Des nouvelles pas fraîches

Organisateurs de loterie arrêtés

Organisateurs de loterie arrêtés

Organisateurs de loterie arrêtés

Le chef de la sûreté. M. Carpenter, aidé du sous-chef et des détectives Côté, Guérin, McCall, Lemieux, Laberge, Vincent, Gallagher, Richard et McLaughlin a fait irruption, hier soir, le 29 décembre 1903, dans neuf maisons de jeux connues sous le nom de "policy shops" ou loteries clandestines.

Depuis six semaines, le chef Carpentier recevait des plaintes réitérées de familles, de marchands et d'industriels.

Les mères de familles venaient en pleurant demander au chef de les aider à détourner leurs maris ou leurs fils de ces antres, où. ceux qui y entrent avec une bourse perdent tout espoir d'en sortir indemnes. Ce ne sont ordinairement que de pauvres ouvriers dont le salaire est justement suffisant pour subvenir aux besoins de leur nombreuse famille.
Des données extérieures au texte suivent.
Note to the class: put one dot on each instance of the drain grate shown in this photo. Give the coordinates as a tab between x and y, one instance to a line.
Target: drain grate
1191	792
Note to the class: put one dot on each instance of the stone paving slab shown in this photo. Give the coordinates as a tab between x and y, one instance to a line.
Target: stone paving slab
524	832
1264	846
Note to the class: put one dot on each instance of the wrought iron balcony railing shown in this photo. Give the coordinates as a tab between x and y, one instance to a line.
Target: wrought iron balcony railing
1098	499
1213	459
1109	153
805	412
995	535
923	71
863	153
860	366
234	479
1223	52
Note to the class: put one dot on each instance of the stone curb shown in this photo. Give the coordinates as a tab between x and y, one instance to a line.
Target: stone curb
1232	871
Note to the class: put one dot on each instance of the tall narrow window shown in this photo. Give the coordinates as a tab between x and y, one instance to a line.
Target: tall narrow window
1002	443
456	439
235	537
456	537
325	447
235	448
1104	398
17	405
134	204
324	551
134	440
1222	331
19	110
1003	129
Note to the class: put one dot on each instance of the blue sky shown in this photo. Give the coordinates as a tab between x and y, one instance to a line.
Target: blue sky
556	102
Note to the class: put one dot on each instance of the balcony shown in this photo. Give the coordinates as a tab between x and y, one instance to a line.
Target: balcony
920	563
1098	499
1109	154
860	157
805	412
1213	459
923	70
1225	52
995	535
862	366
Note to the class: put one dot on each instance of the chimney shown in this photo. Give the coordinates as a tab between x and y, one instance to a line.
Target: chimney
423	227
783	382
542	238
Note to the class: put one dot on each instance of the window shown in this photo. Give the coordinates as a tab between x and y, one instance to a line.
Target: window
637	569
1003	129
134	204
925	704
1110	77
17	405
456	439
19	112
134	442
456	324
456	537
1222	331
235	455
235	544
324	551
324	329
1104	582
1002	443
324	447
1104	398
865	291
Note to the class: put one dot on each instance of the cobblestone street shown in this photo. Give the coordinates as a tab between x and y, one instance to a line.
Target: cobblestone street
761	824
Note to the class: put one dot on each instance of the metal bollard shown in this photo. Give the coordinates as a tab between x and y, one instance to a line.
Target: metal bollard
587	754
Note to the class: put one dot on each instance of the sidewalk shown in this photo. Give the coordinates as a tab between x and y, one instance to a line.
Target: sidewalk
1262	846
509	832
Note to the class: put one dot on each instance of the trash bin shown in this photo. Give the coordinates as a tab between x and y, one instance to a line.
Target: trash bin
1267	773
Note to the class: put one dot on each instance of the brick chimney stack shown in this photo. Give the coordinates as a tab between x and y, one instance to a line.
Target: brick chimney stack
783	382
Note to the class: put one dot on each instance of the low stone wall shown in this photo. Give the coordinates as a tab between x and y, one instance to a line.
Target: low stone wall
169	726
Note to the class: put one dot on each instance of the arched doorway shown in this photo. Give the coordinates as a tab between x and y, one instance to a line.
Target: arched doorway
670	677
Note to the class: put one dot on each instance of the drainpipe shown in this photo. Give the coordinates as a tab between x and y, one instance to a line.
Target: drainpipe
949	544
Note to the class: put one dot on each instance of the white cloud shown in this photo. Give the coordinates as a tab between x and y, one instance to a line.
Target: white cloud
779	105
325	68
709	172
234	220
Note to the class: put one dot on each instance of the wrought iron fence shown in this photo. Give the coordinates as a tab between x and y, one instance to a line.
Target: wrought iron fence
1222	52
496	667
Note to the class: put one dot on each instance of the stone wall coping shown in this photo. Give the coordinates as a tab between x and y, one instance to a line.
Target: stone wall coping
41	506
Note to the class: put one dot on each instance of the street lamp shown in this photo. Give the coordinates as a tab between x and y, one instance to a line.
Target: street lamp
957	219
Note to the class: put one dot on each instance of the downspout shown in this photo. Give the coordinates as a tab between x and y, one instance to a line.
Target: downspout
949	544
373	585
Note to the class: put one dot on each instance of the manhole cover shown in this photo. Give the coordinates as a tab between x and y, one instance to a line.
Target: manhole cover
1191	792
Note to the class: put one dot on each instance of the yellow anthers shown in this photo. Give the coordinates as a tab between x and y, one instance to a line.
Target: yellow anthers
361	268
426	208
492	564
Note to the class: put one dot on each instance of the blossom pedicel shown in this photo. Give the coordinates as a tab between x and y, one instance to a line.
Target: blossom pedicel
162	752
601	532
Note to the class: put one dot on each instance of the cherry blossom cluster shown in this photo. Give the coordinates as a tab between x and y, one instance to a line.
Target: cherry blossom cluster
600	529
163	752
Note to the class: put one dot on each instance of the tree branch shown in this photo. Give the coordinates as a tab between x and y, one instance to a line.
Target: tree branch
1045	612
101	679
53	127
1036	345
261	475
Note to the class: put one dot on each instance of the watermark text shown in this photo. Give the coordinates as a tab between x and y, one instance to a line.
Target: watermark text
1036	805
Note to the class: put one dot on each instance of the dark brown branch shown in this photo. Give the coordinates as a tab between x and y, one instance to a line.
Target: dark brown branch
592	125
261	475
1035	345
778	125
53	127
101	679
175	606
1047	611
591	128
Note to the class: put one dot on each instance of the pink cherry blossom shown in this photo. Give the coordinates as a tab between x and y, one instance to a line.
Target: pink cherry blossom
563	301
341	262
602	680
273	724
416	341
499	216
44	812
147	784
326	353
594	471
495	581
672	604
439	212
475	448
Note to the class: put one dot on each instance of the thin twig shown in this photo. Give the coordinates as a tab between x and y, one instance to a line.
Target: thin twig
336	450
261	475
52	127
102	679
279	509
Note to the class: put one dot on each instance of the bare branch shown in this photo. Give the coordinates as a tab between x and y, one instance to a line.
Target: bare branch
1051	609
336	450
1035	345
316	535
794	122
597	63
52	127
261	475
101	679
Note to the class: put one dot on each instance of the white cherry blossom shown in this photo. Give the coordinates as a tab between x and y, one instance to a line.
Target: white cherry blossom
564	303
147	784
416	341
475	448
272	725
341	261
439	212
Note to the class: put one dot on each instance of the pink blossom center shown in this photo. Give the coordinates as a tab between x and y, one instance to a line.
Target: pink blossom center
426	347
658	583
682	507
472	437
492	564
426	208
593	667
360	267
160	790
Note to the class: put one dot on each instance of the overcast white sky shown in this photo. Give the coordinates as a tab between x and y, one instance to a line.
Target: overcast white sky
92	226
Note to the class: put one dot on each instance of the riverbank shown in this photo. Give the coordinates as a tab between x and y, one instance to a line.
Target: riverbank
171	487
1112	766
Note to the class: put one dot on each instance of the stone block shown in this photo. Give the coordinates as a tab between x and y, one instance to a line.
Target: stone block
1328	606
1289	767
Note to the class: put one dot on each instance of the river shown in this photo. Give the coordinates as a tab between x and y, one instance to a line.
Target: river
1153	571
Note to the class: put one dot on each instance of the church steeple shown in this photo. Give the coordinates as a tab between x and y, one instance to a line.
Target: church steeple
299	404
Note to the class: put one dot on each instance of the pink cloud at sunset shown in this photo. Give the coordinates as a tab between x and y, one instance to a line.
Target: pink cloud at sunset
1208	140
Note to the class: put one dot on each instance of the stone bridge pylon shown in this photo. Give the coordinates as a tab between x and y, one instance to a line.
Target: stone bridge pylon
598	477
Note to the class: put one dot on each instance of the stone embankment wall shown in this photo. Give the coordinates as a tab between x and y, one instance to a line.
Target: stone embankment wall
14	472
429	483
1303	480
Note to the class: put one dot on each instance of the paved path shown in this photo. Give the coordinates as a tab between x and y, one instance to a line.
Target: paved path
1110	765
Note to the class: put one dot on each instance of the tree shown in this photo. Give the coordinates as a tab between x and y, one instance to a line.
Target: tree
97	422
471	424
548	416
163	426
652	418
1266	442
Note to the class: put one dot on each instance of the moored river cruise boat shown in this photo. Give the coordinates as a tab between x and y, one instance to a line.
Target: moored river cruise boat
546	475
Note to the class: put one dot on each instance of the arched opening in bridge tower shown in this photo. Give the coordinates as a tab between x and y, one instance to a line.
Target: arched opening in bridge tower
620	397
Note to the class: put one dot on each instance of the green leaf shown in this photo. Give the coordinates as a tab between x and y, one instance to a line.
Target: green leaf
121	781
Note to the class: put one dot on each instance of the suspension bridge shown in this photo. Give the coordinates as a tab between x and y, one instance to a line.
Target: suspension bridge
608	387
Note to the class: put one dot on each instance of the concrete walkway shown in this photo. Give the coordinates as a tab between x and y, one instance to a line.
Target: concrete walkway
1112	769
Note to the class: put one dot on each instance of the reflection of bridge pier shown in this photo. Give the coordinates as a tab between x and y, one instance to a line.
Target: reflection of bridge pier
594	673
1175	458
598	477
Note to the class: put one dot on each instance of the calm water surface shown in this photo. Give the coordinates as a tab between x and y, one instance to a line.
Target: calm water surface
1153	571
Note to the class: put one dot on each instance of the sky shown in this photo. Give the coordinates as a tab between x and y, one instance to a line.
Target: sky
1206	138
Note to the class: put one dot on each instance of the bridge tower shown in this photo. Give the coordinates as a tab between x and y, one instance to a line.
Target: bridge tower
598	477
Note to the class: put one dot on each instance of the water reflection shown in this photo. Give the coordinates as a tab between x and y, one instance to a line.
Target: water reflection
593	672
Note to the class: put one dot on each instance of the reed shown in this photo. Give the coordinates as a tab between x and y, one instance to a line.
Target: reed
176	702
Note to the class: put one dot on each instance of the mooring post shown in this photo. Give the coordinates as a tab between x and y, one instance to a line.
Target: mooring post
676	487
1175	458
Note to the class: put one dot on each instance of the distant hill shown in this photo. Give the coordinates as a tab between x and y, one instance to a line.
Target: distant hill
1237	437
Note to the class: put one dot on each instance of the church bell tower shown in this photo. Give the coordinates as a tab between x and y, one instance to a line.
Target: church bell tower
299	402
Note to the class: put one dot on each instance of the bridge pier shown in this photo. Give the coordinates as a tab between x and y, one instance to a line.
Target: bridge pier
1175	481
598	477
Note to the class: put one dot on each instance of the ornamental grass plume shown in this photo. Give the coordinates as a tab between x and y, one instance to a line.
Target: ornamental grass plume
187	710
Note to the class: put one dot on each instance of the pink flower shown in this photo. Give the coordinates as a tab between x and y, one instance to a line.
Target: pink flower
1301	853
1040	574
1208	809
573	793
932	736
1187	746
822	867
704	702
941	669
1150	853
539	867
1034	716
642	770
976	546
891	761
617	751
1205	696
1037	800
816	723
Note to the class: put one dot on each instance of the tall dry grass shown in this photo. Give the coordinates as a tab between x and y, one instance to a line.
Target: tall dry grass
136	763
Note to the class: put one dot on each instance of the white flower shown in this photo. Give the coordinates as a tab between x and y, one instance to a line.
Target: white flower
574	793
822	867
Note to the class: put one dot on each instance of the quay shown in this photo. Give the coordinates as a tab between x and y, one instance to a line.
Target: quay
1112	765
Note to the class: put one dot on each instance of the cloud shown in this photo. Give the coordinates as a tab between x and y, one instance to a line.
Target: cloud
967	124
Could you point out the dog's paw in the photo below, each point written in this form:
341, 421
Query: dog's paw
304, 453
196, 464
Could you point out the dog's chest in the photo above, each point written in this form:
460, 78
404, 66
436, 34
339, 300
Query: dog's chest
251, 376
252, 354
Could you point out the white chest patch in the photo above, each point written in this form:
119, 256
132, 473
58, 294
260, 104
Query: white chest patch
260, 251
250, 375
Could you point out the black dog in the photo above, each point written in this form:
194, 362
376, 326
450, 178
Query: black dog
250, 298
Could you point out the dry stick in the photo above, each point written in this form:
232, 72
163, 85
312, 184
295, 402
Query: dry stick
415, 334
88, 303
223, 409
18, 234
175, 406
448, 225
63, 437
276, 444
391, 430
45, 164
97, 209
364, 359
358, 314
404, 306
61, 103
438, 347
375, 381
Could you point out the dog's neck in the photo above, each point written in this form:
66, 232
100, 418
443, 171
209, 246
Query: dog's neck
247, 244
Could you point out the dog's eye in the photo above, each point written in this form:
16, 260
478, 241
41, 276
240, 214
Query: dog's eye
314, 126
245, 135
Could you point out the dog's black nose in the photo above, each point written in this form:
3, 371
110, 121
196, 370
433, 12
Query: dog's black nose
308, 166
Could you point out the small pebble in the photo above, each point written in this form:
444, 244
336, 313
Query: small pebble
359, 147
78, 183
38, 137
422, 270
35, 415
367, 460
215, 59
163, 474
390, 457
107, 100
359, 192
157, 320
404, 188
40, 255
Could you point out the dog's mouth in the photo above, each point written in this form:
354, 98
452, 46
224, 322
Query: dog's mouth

Dernièrement, un ouvrier alléché par le récit des opérations heureuses d'un camarade d'ouvrage, plaçait toute sa paie de la semaine dans une de ces loteries. Il arriva que dans la même semaine un de ses enfants mourut et les voisins durent se cotiser pur l'enterrer.

Une jeune commise d’une librairie de renommée fut prise, la semaine dernière, en flagrant délit de vol dans la caisse du patron. Elle jouait à la loterie. Elle a fait des aveux complets.

Les méthodes de ceux qui dirigent ces loteries prohibées sont bien connues. Ils se disent agents de maisons de Londres et des États-Unis. Ces maisons d'affaires n'existent pas. Les billets se vendent au jour le jour. Comme il est dangereux de posséder des appareils de tirage coûteux, les exploiteurs ne se servent que d'une petite roulette portative qu'ils peuvent faire disparaître dans la poche de leur pardessus à l'approche de la police. Le tirage a lieu le midi et le soir.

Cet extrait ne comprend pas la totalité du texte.